Command	Mean [ms]	Min [ms]	Max [ms]
`10`	98.1 ± 12.9	83.6	145.1
`60`	102.9 ± 7.8	92.2	121.4
`110`	110.4 ± 10.1	91.7	131.8
`160`	122.2 ± 12.3	101.5	146.6
`210`	141.5 ± 18.2	119.2	178.2
`260`	148.0 ± 9.5	125.4	162.9
`310`	177.5 ± 43.8	154.4	350.1
`360`	180.4 ± 14.6	162.4	218.9
`410`	222.0 ± 17.0	198.8	252.7
`460`	233.9 ± 19.9	207.9	283.7
`1000`	714.2 ± 13.7	681.0	732.6
`5000`	26.627 ± 803	25886	28594

here we see a slight speed down compared to the normal multiplitication.

zig

lets use zig, see if this will help. numpy uses BLAS under the hood, so we should also use this.

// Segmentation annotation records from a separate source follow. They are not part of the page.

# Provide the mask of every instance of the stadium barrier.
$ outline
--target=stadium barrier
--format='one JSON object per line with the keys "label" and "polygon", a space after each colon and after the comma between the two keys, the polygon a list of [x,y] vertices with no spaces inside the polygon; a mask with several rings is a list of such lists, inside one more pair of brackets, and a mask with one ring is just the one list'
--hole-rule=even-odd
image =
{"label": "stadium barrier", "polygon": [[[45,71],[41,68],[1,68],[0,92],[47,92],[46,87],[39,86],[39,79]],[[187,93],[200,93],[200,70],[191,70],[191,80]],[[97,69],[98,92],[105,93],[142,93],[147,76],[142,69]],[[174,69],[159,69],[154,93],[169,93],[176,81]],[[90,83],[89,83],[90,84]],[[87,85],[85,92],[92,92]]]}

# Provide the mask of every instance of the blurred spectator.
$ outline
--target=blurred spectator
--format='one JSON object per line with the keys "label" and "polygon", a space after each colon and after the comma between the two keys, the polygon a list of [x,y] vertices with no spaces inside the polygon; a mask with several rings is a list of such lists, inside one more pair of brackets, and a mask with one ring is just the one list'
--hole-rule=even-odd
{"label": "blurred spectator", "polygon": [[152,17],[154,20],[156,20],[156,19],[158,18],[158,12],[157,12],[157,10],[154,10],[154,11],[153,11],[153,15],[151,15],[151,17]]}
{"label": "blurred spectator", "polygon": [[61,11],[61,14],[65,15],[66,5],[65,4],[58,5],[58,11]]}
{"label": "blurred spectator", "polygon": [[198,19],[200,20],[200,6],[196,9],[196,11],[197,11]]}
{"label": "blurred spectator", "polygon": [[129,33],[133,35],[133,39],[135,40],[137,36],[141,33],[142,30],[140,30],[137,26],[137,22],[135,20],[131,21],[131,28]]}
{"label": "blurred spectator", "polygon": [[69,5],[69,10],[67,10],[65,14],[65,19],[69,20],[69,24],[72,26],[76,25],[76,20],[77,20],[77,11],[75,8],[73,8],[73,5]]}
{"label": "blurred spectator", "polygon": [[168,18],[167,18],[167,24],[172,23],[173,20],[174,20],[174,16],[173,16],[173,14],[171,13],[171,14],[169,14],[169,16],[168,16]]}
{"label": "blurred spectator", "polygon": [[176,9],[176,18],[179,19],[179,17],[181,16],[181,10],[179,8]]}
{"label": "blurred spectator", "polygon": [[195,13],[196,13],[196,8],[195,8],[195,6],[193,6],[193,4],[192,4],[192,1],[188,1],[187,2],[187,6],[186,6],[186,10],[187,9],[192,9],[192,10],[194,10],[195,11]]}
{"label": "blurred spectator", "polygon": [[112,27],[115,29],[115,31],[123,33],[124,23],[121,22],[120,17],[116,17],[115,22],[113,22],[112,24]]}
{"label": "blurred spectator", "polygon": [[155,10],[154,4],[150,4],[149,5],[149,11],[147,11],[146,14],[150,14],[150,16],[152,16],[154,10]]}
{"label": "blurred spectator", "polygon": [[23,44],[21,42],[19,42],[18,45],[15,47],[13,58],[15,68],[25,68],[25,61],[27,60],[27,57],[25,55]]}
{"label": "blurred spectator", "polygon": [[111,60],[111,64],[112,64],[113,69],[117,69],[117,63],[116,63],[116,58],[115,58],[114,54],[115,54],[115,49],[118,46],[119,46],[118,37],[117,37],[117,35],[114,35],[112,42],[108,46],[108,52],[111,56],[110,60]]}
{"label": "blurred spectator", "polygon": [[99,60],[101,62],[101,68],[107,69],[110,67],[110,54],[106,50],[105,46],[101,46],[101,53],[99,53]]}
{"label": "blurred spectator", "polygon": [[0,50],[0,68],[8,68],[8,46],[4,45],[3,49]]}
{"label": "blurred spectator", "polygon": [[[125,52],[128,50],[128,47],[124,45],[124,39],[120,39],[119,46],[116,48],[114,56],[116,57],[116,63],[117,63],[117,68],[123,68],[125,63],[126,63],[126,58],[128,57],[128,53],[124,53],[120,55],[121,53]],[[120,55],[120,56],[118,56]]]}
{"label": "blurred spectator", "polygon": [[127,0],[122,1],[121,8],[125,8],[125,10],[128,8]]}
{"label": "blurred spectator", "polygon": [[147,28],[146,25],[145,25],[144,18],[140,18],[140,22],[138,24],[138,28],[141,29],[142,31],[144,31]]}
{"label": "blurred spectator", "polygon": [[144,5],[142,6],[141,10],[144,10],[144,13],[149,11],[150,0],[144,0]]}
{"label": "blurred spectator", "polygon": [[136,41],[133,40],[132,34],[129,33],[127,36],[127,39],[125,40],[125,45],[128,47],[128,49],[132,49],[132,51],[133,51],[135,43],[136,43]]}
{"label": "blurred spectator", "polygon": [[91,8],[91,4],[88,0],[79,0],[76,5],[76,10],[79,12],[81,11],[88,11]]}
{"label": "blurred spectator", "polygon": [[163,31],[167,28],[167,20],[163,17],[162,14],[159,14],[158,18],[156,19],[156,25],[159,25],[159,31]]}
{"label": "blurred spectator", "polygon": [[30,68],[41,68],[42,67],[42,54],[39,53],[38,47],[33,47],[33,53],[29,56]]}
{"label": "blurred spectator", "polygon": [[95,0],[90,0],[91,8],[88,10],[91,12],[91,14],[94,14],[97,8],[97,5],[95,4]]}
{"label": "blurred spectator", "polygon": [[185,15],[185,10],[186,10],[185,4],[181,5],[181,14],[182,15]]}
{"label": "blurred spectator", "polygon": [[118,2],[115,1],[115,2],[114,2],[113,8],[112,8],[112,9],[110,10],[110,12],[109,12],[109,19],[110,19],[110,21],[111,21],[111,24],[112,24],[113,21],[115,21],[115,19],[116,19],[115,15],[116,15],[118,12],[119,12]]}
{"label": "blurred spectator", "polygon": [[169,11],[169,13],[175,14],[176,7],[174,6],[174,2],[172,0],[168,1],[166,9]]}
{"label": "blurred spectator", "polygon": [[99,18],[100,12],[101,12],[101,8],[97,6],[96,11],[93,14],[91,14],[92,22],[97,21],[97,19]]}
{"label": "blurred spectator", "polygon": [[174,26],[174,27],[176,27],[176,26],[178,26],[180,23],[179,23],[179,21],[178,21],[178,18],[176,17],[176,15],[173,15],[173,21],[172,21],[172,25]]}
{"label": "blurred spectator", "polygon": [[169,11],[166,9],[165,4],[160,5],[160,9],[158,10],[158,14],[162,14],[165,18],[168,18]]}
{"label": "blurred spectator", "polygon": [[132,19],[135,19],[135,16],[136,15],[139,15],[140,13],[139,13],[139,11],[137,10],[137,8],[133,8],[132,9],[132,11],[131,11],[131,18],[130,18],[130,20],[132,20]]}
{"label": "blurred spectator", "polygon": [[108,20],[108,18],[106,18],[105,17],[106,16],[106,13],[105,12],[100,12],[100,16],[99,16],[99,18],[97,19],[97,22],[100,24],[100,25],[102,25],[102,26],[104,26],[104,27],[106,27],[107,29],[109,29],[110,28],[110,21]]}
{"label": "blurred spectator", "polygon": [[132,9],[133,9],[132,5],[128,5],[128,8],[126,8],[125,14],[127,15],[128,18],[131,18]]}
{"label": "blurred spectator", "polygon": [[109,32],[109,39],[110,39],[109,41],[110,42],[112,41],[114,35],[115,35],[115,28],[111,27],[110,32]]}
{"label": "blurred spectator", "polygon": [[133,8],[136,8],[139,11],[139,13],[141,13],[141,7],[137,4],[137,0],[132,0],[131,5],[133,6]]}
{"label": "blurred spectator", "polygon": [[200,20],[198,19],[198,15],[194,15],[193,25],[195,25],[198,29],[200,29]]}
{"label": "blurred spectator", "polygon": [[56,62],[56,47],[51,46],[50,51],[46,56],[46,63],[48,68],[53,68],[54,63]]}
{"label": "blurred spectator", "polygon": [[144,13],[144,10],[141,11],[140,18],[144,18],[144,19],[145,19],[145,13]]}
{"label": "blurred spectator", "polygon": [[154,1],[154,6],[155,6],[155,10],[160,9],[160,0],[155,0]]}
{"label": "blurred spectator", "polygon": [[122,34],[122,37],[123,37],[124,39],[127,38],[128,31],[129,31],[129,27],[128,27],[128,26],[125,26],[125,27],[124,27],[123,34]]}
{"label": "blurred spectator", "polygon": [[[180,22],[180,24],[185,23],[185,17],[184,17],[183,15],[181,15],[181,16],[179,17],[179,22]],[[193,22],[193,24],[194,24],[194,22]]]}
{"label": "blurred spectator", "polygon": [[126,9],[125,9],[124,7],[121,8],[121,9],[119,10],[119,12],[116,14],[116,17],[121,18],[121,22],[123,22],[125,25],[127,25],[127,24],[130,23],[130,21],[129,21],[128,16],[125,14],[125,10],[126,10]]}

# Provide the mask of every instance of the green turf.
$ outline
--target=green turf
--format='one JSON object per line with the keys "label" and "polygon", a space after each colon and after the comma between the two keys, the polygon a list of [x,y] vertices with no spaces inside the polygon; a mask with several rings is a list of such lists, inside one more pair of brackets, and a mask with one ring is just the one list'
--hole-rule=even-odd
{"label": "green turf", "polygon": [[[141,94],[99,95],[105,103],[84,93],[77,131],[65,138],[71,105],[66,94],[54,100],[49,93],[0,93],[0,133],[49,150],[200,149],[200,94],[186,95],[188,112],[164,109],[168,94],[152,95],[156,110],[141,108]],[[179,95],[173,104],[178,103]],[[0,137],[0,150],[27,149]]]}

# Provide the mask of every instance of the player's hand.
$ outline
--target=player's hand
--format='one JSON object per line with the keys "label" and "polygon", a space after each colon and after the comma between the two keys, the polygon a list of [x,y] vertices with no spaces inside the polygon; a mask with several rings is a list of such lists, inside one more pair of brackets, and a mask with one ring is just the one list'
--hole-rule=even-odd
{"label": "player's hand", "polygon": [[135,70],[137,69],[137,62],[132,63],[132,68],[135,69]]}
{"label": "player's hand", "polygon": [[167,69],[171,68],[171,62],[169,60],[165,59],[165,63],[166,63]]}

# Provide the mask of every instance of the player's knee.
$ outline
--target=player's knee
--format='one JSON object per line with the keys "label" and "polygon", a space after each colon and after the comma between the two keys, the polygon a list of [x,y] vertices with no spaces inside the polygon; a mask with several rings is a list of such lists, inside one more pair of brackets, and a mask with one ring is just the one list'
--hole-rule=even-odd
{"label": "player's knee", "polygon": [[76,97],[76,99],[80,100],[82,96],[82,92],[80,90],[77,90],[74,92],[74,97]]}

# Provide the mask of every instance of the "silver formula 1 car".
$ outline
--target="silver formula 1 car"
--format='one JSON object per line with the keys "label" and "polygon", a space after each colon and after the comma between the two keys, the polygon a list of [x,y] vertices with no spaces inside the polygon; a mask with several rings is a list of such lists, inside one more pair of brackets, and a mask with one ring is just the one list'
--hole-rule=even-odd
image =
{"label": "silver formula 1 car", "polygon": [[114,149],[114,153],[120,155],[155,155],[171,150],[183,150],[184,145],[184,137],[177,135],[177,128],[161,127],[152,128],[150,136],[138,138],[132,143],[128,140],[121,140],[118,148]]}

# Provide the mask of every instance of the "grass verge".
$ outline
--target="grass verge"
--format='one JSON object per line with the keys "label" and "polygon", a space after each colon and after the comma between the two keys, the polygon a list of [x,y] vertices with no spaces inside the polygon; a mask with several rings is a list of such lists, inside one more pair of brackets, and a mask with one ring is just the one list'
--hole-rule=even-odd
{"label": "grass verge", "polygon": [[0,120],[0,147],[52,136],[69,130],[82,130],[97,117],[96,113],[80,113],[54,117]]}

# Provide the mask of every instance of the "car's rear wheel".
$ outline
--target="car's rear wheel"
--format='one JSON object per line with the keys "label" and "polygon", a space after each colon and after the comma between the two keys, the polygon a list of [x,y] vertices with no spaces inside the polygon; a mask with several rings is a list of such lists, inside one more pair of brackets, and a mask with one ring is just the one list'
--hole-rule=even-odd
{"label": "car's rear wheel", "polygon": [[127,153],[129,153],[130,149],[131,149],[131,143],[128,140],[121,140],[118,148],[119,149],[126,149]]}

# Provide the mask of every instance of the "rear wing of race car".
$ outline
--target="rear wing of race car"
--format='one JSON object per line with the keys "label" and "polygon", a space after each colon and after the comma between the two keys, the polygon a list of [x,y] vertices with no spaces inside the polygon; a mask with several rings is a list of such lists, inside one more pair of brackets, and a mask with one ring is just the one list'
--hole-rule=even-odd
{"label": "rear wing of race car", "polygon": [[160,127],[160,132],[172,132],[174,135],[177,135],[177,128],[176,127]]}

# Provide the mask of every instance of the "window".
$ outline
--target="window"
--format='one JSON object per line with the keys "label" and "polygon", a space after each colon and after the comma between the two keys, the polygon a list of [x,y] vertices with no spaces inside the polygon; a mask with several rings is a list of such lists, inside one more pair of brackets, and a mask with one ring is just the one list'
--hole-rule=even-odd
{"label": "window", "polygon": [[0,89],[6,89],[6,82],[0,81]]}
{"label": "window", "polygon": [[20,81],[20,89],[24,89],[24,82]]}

zig test src/main.zig -lc -L/System/Library/Frameworks/Accelerate.framework/Versions/Current/Frameworks/vecLib.framework/libBLAS.dynlib -lBLAS -OReleaseFast

Command	Mean	Min	Max
`./main 10`	747.7µs ± 155.1	503.6µs	1555.9µs
`./main 60`	1173.5µs ± 143.3	936.6µs	1961.8µs
`./main 110`	1959.6µs ± 157.7	1701.4µs	2811.6µs
`./main 160`	3253.8µs ± 156.4	2915.4µs	4063.2µs
`./main 210`	5047.6µs ± 149.9	4683.0µs	5937.6µs
`./main 260`	6630.8µs ± 179.3	6199.3µs	7487.5µs
`./main 310`	8609.8µs ± 170.4	8167.1µs	9566.0µs
`./main 360`	11320.0µs ± 194.3	10877.6µs	12363.8µs
`./main 410`	14868.5µs ± 185.5	14407.6µs	15442.5µs
`./main 460`	18.5258ms ± .2908	18.0263ms	20759.3µs

we dipped into sub order!

Command	Mean	Min	Max
`./main 1000`	105.7 ms ± 1.5 ms	103.2 ms	109.2 ms
`./main 5000`	8.316 s ± 0.033 s	8.281 s	8.379 s
`./main 10000`	64.337 s ± 0.162 s	64.122 s	64.657 s

thats is an 1530x speed increase than the original python numpy implmentation with 1000 nodes! The other thing is that the calculation doensn’t hog the cpu!

To increase the number than this, I think we need to go deeper into GPUs.